Poland's Supreme Court Rejects Extradition of Roman Polanski to the U.S.
Poland’s Supreme Court has upheld a lower court ruling and rejected the government’s request to extradite Roman Polanski, the Oscar-winning filmmaker, to the U.S. over a 1970s-era conviction for raping a 13-year-old girl. Polanski, who is now 82, is a dual Polish-French citizen who lives in France, which has previously declined to extradite him. Tuesday’s ruling means the legal case against Polanski in Poland is all but over. The filmmaker was arrested in 1977 in connection with charges, including the rape of the minor girl. He fled the U.S. the following year on the eve of sentencing. The lower court in Poland, in its ruling last year, said California, where Polanski was convicted, was unlikely to provide him with a fair trial.

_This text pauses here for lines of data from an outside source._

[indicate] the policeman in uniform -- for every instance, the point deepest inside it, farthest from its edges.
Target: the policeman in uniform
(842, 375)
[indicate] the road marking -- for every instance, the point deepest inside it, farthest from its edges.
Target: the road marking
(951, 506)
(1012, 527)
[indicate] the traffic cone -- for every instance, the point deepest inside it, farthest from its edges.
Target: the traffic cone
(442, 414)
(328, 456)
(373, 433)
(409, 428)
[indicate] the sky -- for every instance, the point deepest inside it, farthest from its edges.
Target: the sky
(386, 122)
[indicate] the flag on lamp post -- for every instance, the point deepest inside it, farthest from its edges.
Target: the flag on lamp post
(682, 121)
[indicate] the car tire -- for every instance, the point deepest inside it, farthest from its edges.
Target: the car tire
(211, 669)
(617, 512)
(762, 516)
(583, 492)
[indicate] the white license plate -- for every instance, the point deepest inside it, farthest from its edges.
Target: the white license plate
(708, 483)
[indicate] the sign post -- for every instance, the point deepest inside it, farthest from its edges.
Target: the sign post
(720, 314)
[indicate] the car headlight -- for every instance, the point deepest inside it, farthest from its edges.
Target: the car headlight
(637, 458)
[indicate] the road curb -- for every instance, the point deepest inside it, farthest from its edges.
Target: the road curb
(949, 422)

Bernard Cazeneuve Is Named New French Prime Minister
Bernard Cazeneuve, the French interior minister, has been named the country’s new prime minister. Manuel Valls, who announced his presidential run on Monday, formally resigned Tuesday. President François Hollande, whose poll numbers are dismal, announced last week he would not seek re-election. Parliamentary elections are next June, and Cazeneuve will be in charge of the Socialist government until then. The new prime minister is perhaps best known for putting in place strict security measures after several high-profile terrorist attacks across the country.